By chance, I expect that crepuscular beams are the explanation Moses has horns in Michelangelo’s model of Moses: beam and horn are a similar word in Biblical Hebrew, presumably on the grounds that the people of yore essentially called crepuscular beams “horns.” It appears liable to me that they imagined Moses as having had (crepuscular) beams emerging from his head. Again unexpectedly, you may discover different portrayals of Moses with horns here. There is the same old thing in the creator’s reason that the word was mistranslated into Greek.
Reflection on a survey of a book by Stephen Meyer
By Matt Young
April 16, 2021 19:30 MST 87 Comments
Return of the God Hypothesis: Three Scientific Discoveries that Reveal the Mind Behind the Universe, by Stephen Meyer.
Darrel Falk, a previous leader of BioLogos, as of late checked on Stephen Meyer’s most recent book, Return of the God Hypothesis, here. Educator Falk is thoughtful with Dr. Meyer and undoubtedly asserts that their “perspective[s] on the job of God in creation” are not “vastly different.” The audit is in any case negative and prompted an intriguing trade on a Google Group gave to some extent to The Panda’s Thumb. I should pressure that to the extent I know none of us on PT has perused the book, however at this point we have likely totally perused the audit. At any rate, the trade is reproduced, with authorization, beneath the overlap:
Flagellum research on the front burner once more
By Matt Young
April 14, 2021 08:25 MST 16 Comments
SEM picture of lashed Chlamydomonas sp. (10000×), a solitary celled green alga. Credit: Dartmouth Electron Microscope Facility, Dartmouth College. Public area.
We have not examined the bacterial flagellum on PT in a decent lengthy timespan – one of the last cases was Nick Matzke’s 2007 article, The Edge of Creationism, a cunning quip on Michael Behe’s book title, The Edge of Evolution. Around there, Dr. Matzke altogether exposes Dr. Behe’s dispute that the flagellum couldn’t have advanced, consequently was planned.
Dr. Matzke, I am satisfied to note, is busy once more. He is a piece of a worldwide group drove by Matthew Baker to, in their words, find “How life got rolling: remaking and re-advancing the bacterial flagellar engine, piece-by-piece.” Their aim, as indicated by a public statement from the University of New South Wales, is “to appraise what an antiquated flagellar engine – the little pivoting wheel that controls the swimming development of microbes – might have resembled, and afterward re-engineer it for additional experimentation and examination.” So much for not developing.

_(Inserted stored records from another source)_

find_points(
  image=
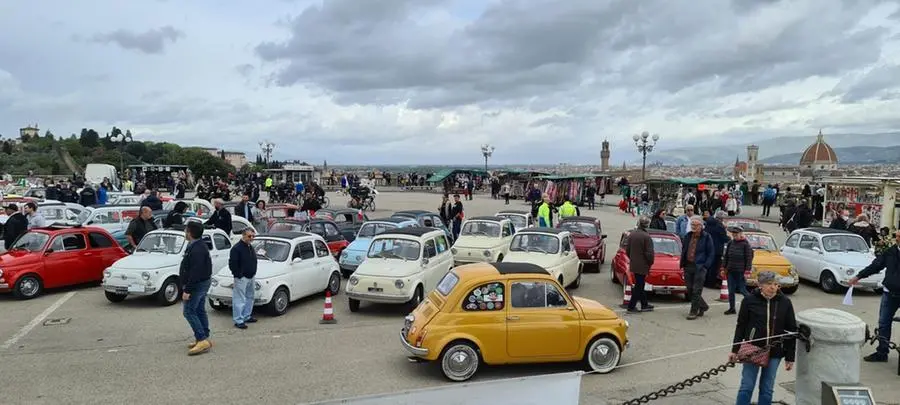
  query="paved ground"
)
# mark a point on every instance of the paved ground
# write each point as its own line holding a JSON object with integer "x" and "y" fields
{"x": 135, "y": 351}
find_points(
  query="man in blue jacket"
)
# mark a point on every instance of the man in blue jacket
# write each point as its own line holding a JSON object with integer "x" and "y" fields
{"x": 194, "y": 275}
{"x": 697, "y": 252}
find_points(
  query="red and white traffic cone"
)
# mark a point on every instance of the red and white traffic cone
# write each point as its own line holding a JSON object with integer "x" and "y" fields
{"x": 626, "y": 297}
{"x": 723, "y": 291}
{"x": 328, "y": 312}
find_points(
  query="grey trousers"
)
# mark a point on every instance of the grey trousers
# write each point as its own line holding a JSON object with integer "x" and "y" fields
{"x": 694, "y": 278}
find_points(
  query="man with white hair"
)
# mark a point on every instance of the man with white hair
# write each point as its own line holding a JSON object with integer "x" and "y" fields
{"x": 697, "y": 253}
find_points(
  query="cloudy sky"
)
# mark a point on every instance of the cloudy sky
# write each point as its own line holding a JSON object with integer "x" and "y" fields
{"x": 429, "y": 81}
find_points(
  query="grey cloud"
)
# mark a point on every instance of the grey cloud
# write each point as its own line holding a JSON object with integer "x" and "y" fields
{"x": 153, "y": 41}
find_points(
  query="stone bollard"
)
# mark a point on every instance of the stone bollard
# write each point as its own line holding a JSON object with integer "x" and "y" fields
{"x": 836, "y": 339}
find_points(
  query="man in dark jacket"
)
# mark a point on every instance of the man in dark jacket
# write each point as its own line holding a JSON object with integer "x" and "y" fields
{"x": 697, "y": 253}
{"x": 737, "y": 260}
{"x": 242, "y": 263}
{"x": 221, "y": 218}
{"x": 641, "y": 255}
{"x": 194, "y": 275}
{"x": 16, "y": 225}
{"x": 889, "y": 261}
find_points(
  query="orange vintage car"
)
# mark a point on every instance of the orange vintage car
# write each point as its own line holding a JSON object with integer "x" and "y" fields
{"x": 510, "y": 313}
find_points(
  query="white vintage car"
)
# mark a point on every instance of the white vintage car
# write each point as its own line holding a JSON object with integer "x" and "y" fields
{"x": 482, "y": 239}
{"x": 550, "y": 248}
{"x": 830, "y": 257}
{"x": 401, "y": 266}
{"x": 153, "y": 268}
{"x": 291, "y": 265}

In what should be an unrealistic instance of joined development, a group headed by Morgan Beeby at Imperial College London has been granted an award for an undertaking named “Darwin rwinDa: rewinding and rerunning advancement to consider development in real life” (no, that isn’t a grammatical error). As indicated by an official statement from Imperial College, they will likely find “How could slow, Darwinian development fabricate such a construction if not by concocting all essential parts immediately?”

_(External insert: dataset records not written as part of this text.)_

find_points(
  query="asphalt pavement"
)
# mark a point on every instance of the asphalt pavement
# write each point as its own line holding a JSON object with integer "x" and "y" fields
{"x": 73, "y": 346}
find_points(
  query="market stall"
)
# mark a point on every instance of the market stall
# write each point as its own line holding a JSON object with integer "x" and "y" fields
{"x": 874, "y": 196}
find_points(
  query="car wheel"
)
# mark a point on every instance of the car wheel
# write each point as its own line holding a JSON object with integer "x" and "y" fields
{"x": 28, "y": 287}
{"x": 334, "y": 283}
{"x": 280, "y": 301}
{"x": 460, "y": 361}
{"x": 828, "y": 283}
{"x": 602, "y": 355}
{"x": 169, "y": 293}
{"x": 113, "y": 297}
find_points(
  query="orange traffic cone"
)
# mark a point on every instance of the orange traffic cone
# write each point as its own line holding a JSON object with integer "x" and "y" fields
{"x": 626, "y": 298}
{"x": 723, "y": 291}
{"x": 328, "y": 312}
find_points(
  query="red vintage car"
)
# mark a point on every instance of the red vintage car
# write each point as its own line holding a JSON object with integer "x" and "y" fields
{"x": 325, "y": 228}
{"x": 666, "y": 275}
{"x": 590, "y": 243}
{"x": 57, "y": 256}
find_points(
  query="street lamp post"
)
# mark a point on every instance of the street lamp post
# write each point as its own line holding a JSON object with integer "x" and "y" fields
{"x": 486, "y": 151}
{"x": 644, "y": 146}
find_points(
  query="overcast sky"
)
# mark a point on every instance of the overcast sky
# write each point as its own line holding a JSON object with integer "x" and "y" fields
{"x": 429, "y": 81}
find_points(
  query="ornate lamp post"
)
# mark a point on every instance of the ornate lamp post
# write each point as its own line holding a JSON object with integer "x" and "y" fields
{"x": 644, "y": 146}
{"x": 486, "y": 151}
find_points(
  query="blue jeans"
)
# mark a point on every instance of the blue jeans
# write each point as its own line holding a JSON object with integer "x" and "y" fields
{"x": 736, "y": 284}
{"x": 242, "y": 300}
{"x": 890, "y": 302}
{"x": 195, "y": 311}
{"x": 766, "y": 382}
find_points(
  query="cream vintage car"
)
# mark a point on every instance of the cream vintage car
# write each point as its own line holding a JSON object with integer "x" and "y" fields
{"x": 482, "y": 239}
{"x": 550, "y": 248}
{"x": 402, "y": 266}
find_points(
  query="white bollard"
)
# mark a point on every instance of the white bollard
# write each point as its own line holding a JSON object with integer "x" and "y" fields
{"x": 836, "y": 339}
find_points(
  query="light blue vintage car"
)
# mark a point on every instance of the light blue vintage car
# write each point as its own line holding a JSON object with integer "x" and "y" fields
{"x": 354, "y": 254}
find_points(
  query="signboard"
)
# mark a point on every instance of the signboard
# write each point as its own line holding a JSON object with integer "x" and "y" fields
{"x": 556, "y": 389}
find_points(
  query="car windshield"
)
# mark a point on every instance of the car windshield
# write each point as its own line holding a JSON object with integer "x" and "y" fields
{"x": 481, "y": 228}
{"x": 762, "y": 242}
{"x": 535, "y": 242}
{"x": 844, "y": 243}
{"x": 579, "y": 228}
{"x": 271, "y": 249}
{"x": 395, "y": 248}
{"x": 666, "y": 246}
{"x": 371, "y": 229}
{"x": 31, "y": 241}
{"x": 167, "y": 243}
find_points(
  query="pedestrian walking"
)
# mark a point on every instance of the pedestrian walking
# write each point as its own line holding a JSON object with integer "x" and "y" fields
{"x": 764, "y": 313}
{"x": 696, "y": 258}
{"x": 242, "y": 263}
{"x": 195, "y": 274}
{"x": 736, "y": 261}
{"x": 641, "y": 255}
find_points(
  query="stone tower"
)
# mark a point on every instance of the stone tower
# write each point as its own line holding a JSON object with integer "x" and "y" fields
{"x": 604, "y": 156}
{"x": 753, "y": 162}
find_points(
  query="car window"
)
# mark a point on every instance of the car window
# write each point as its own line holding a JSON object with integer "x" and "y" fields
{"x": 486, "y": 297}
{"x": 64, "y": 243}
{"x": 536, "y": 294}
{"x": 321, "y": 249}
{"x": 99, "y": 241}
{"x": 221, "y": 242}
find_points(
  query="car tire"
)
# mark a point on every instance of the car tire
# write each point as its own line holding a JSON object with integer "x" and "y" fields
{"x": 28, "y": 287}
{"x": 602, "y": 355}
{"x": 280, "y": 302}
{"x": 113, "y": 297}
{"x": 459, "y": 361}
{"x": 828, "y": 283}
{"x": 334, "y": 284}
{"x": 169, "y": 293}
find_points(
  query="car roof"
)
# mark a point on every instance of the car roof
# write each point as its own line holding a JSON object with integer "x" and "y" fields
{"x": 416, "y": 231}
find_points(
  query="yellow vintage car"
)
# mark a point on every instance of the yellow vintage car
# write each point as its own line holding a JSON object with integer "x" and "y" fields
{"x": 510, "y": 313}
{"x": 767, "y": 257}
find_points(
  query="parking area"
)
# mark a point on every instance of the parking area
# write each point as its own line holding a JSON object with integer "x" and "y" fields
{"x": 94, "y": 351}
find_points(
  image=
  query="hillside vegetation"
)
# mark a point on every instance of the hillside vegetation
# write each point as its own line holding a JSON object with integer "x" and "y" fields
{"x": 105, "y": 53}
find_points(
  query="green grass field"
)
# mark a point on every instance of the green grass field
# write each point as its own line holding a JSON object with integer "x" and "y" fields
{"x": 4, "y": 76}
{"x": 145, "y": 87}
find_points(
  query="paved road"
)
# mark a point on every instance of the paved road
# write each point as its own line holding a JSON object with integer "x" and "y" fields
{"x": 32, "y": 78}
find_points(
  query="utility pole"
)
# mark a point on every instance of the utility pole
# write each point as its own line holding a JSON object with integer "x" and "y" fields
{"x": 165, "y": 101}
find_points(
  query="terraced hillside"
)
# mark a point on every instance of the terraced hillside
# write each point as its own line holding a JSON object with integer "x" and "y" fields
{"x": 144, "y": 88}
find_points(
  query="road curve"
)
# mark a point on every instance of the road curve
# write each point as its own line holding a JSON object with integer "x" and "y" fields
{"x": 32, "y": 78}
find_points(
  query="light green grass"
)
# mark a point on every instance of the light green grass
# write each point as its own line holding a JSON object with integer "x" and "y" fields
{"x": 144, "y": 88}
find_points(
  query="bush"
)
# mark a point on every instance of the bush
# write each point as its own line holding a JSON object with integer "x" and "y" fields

In truth, the abrupt appearance ex nihilo of these two ventures isn’t completely joined development. The two groups applied for awards granted “under the umbrella subject ‘Complex systems of living creatures'” by the Human Frontier Science Program, and each got 1.4 M$ over a time of 3 a. The HFSP granted 28 awards to start in 2021.
By Matt Young
April 12, 2021 12:00 MST 7 Comments
Photos by Dan Phelps.
Plausible dinosaur gastrolith from either the Jurassic Morrison Formation or lowermost Cretaceous Cloverly Formation of Utah.
Mr. Phelps clarifies,
By Matt Young
April 12, 2021 12:00 MST 2 Comments
Photo by David Rintoul.
Photography Contest, Honorable Mention.
Setophaga coronata, yellow-rumped songbird (also known as myrtle lark). Mr. Rintoul composes that the songbird “was captured on a colder time of year day in Manhattan, Kansas. This songbird, one of a kind among the North American wood larks, can process the waxy coatings of different organic products like bayberry, cedar, and myrtle. This variation permits them to winter further north than most larks, which generally rely upon bugs throughout the cold weather months.”